La Femme de Tchaïkovski 2

Entre amour et haine

Kirill Serebrennikov arrive parfaitement à décrire l’éloignement progressif des deux êtres. Lors d’une réception, après plusieurs temps sans s’être vus, les deux protagonistes se retrouvent, à l’initiative bien sûr d’Antonina. Dans une mise en scène avec une très belle perspective, le réalisateur fige en face à face les deux acteurs. Par le jeu de deux miroirs postés au-dessus d’eux, les personnages sont doublés et se regardent droit dans les yeux. Un être aime, l’autre hait. Avec ce jeu de miroirs, quatre personnages se regardent : les deux acteurs et leurs reflets. Ainsi, il convient presque de penser qu’une autre vie était possible, qu’une alternative aurait pu se présenter. Des cracheurs de feu à l’extérieur de la bâtisse illuminent la scène. C’est ainsi que très rapidement, cette pensée s’efface et laisse la réalité reprendre le dessus : un être est aimé, l’autre est haï. Une ultime provocation sera opérée par le biais d’un ensemble vestimentaire rouge détesté par Piotr, lors d’une représentation d’une des compositions de Tchaïkovski. Un échange aura même lieu entre les deux personnages. La fin de la conversation sera ponctuée par l’évaporation du mari. Il conviendra alors de se demander si la folie d’Antonina n’a pas pris le dessus. Est-ce que toutes les scènes se sont finalement véritablement passées ? Ou est-ce que certaines se sont déroulées dans la tête de la femme de Tchaïkovski ?

La Femme de Tchaïkovski 3

Tchaïkovski s’était servi d’Antonina pour couvrir son homosexualité. Elle sera comme le paravent de celle-ci. Tout le génie de Kirill Serebrennikov est de montrer à son audience l’homosexualité du compositeur au travers du regard de sa femme. Le spectateur comprend très vite que Piotr n’aime pas les femmes par les mots sans détour qu’il tient à Antonina : « je n’ai jamais été attiré par aucune femme ». Antonina est donc vite mise de côté. Cette homosexualité la hantera même dans une des séquences dansées finales avec de nombreux jeunes hommes nus, très probablement les amants de son mari.

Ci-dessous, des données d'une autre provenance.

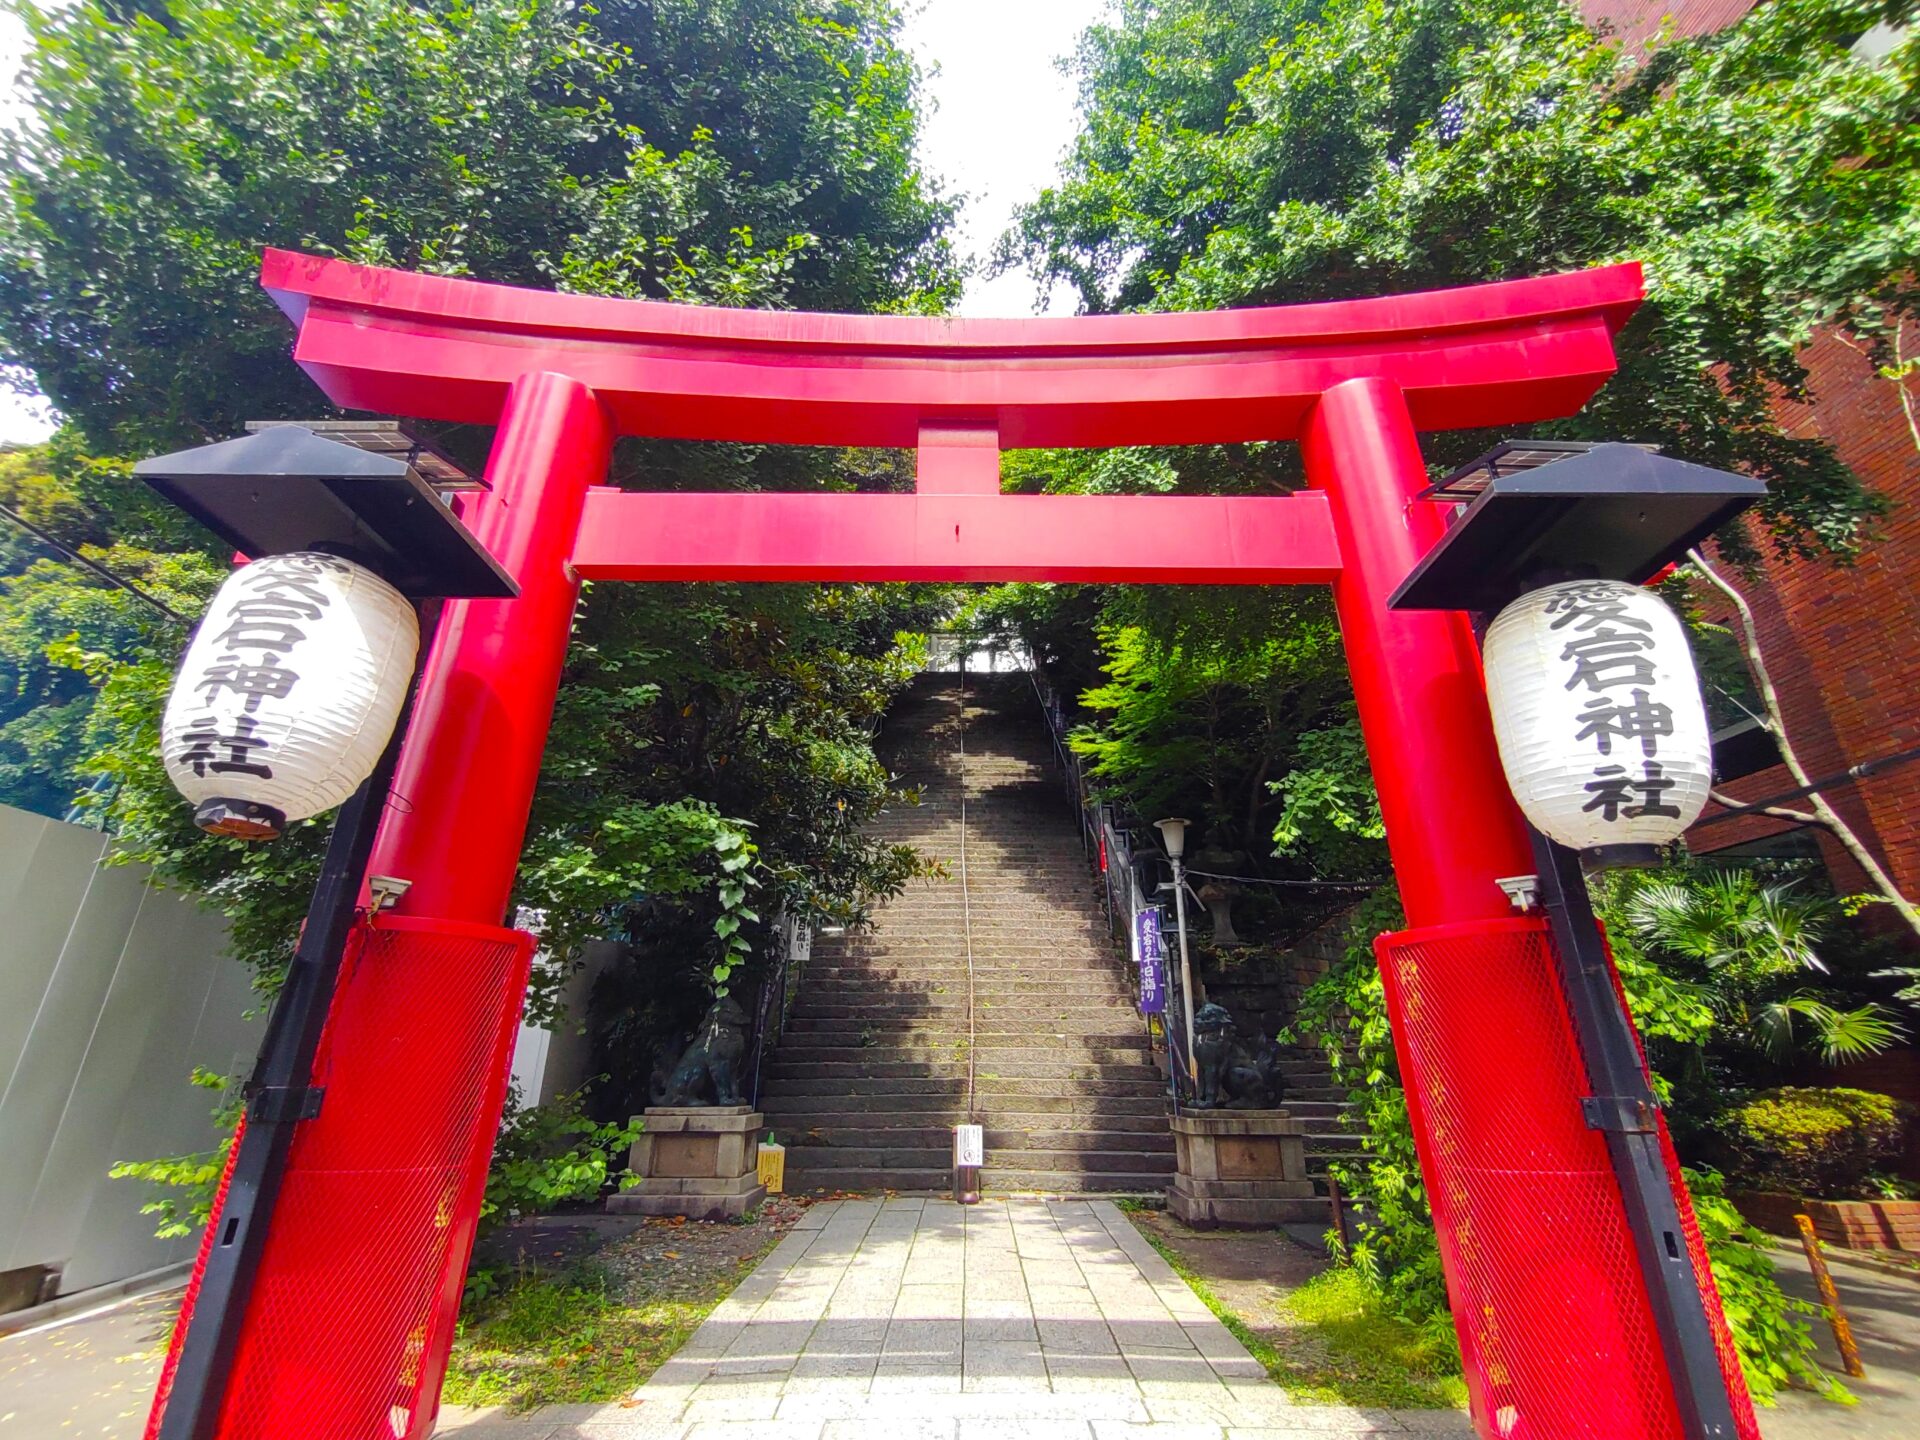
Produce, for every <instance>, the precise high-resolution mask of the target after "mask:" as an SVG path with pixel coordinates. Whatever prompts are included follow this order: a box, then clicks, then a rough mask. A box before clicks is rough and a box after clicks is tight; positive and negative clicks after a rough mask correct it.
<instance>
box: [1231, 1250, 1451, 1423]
mask: <svg viewBox="0 0 1920 1440" xmlns="http://www.w3.org/2000/svg"><path fill="white" fill-rule="evenodd" d="M1283 1317H1284V1319H1290V1321H1294V1323H1296V1325H1300V1327H1302V1329H1304V1331H1306V1332H1308V1334H1311V1338H1313V1340H1317V1344H1315V1346H1311V1350H1308V1346H1298V1348H1294V1354H1288V1356H1283V1363H1286V1367H1288V1377H1284V1379H1283V1377H1279V1375H1275V1379H1279V1380H1283V1384H1286V1388H1288V1390H1290V1392H1292V1394H1294V1398H1296V1400H1332V1402H1340V1404H1348V1405H1405V1407H1423V1409H1463V1407H1465V1405H1467V1382H1465V1380H1463V1379H1461V1375H1459V1342H1457V1340H1455V1338H1453V1331H1452V1325H1448V1323H1442V1325H1436V1327H1419V1325H1409V1323H1407V1321H1404V1319H1400V1317H1398V1315H1390V1313H1386V1311H1384V1309H1382V1308H1380V1302H1379V1298H1377V1296H1375V1294H1373V1290H1371V1288H1369V1286H1367V1283H1365V1281H1363V1279H1361V1277H1359V1275H1357V1273H1356V1271H1354V1269H1352V1267H1348V1265H1336V1267H1334V1269H1331V1271H1325V1273H1323V1275H1315V1277H1313V1279H1311V1281H1308V1283H1306V1284H1302V1286H1300V1288H1298V1290H1294V1292H1292V1294H1290V1296H1286V1300H1284V1302H1283ZM1269 1369H1271V1367H1269Z"/></svg>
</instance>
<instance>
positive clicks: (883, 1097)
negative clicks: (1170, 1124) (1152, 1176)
mask: <svg viewBox="0 0 1920 1440" xmlns="http://www.w3.org/2000/svg"><path fill="white" fill-rule="evenodd" d="M964 1092H966V1087H964V1085H962V1087H958V1089H956V1091H954V1092H952V1094H939V1092H925V1094H904V1092H900V1091H899V1089H895V1087H891V1085H889V1087H887V1089H883V1091H876V1092H872V1094H856V1092H852V1091H847V1089H845V1087H841V1089H839V1091H833V1089H822V1091H787V1089H785V1087H781V1092H778V1094H774V1092H770V1094H764V1096H760V1112H762V1114H764V1116H766V1117H768V1119H770V1121H772V1119H774V1117H776V1116H783V1117H793V1119H799V1117H803V1116H843V1114H847V1104H849V1100H854V1102H856V1104H858V1106H860V1108H862V1110H868V1112H874V1114H879V1112H914V1110H916V1112H922V1114H929V1112H941V1114H947V1112H950V1110H952V1106H954V1104H956V1102H964V1098H966V1096H964ZM998 1096H1000V1102H1004V1104H1008V1108H1012V1102H1014V1100H1018V1108H1020V1110H1021V1112H1023V1114H1043V1116H1044V1114H1056V1116H1073V1117H1075V1121H1079V1119H1096V1117H1102V1116H1160V1119H1162V1123H1165V1116H1167V1094H1165V1091H1158V1092H1154V1094H1131V1092H1129V1094H1110V1092H1106V1091H1100V1092H1098V1094H1091V1096H1089V1094H1079V1092H1071V1094H1060V1092H1048V1091H1000V1092H998ZM789 1123H791V1119H789Z"/></svg>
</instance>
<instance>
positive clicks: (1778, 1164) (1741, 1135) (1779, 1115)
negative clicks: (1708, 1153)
mask: <svg viewBox="0 0 1920 1440" xmlns="http://www.w3.org/2000/svg"><path fill="white" fill-rule="evenodd" d="M1910 1117H1912V1108H1910V1106H1905V1104H1901V1102H1899V1100H1893V1098H1891V1096H1885V1094H1874V1092H1872V1091H1847V1089H1839V1087H1830V1089H1812V1087H1797V1085H1786V1087H1780V1089H1776V1091H1759V1092H1757V1094H1751V1096H1747V1098H1745V1100H1743V1102H1741V1104H1738V1106H1734V1108H1732V1110H1728V1112H1726V1114H1724V1116H1720V1119H1718V1121H1716V1125H1715V1129H1716V1135H1718V1139H1720V1146H1722V1150H1724V1156H1726V1169H1728V1175H1730V1177H1732V1179H1734V1181H1736V1183H1738V1185H1743V1187H1749V1188H1755V1190H1788V1192H1789V1194H1807V1196H1816V1198H1826V1200H1847V1198H1857V1196H1864V1194H1866V1192H1868V1185H1866V1177H1868V1175H1870V1173H1872V1171H1876V1169H1884V1167H1887V1164H1889V1162H1891V1160H1895V1158H1897V1156H1899V1150H1901V1139H1903V1135H1905V1131H1907V1123H1908V1119H1910Z"/></svg>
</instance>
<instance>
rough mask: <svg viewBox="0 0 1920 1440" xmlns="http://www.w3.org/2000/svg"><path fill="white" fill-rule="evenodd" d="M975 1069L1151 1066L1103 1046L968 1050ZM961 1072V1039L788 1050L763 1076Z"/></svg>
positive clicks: (965, 1059) (1005, 1071) (989, 1048)
mask: <svg viewBox="0 0 1920 1440" xmlns="http://www.w3.org/2000/svg"><path fill="white" fill-rule="evenodd" d="M972 1056H973V1068H975V1069H998V1071H1000V1073H1008V1071H1006V1068H1008V1066H1046V1064H1054V1066H1058V1068H1071V1066H1148V1068H1150V1066H1152V1064H1154V1062H1152V1058H1150V1052H1148V1048H1146V1044H1144V1041H1142V1043H1140V1044H1106V1046H1058V1044H1056V1046H973V1050H972ZM954 1064H956V1066H960V1069H966V1064H968V1044H966V1035H960V1037H956V1039H954V1041H952V1043H947V1044H866V1046H789V1044H781V1046H780V1050H776V1052H774V1054H772V1058H770V1060H768V1066H766V1069H768V1073H774V1071H776V1069H778V1073H781V1075H785V1073H795V1075H799V1073H822V1071H824V1068H826V1066H852V1068H856V1069H866V1068H870V1066H954Z"/></svg>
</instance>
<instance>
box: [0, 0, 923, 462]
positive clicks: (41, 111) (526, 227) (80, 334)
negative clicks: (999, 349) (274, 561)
mask: <svg viewBox="0 0 1920 1440" xmlns="http://www.w3.org/2000/svg"><path fill="white" fill-rule="evenodd" d="M19 12H21V15H23V17H25V19H27V25H29V31H31V35H33V40H35V44H33V50H31V52H29V56H27V67H25V79H27V86H29V98H31V102H33V106H35V111H36V115H38V119H35V121H33V123H23V125H19V127H15V129H13V131H12V132H10V134H6V138H4V142H0V165H4V167H6V173H8V175H10V180H8V188H6V194H4V200H0V351H4V353H6V357H8V361H12V363H15V365H21V367H25V369H27V371H31V374H33V378H35V380H36V382H38V386H40V388H42V390H44V392H46V394H48V396H50V397H52V399H54V403H56V405H58V407H60V409H61V413H65V415H67V417H71V419H73V420H75V422H77V424H79V426H81V428H83V432H84V436H86V440H88V444H90V445H92V447H94V449H96V451H102V453H121V455H138V453H142V451H152V449H165V447H171V445H177V444H190V442H198V440H225V438H227V436H232V434H236V432H238V430H240V424H242V422H244V420H252V419H275V417H300V415H313V413H315V411H317V409H324V407H321V405H319V396H317V394H315V392H313V386H311V382H309V380H307V378H305V376H301V374H300V371H298V369H296V367H294V365H292V361H290V355H288V342H286V340H288V334H286V321H284V319H282V317H280V315H278V311H276V309H275V305H273V301H271V300H267V296H265V294H263V292H261V290H259V286H257V278H255V276H257V269H259V250H261V248H263V246H288V248H296V250H311V252H317V253H332V255H344V257H349V259H359V261H371V263H382V265H401V267H409V269H424V271H436V273H445V275H472V276H478V278H484V280H503V282H513V284H530V286H555V284H561V286H574V288H589V290H603V292H612V294H634V296H653V298H664V300H691V301H714V303H733V305H797V303H799V305H804V303H814V305H820V307H828V309H831V307H847V309H899V307H929V305H933V307H937V305H939V303H941V301H943V300H945V298H948V296H950V294H954V284H956V275H954V269H952V263H950V259H948V253H947V246H945V240H943V230H945V225H947V221H948V205H947V202H943V200H941V198H939V196H937V194H935V190H933V186H931V184H929V182H927V180H925V179H924V177H922V173H920V171H918V167H916V163H914V138H916V127H918V115H916V109H914V94H916V88H914V86H916V83H918V77H916V71H914V65H912V61H910V60H908V58H906V56H904V52H900V48H899V44H897V40H895V33H897V13H895V10H893V6H891V4H885V2H883V0H843V2H839V4H808V2H806V0H651V2H641V0H607V2H605V4H601V6H599V8H578V6H572V4H568V2H566V0H323V4H288V0H167V6H165V10H163V12H161V13H163V17H165V21H161V19H156V17H154V15H148V13H138V12H132V13H129V10H127V8H121V6H104V4H98V0H81V2H79V4H73V6H60V8H46V10H40V8H36V6H33V4H27V2H25V0H21V6H19Z"/></svg>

Kirill Serebrennikov avait cette ambition de raconter l’histoire sombre de la femme de Tchaïkovski. Lorsque la genèse du film émerge dans l’esprit du réalisateur, les autorités russes nient l’orientation sexuelle de leur figure mythique. Par le biais de son film, Kirill Serebrennikov participe à la déconstruction d’un mythe en mettant en avant la folie de sa femme, celle du compositeur et ce lien toxique qu’ils ont entretenu.

Le film est en salle depuis le 15 février 2023.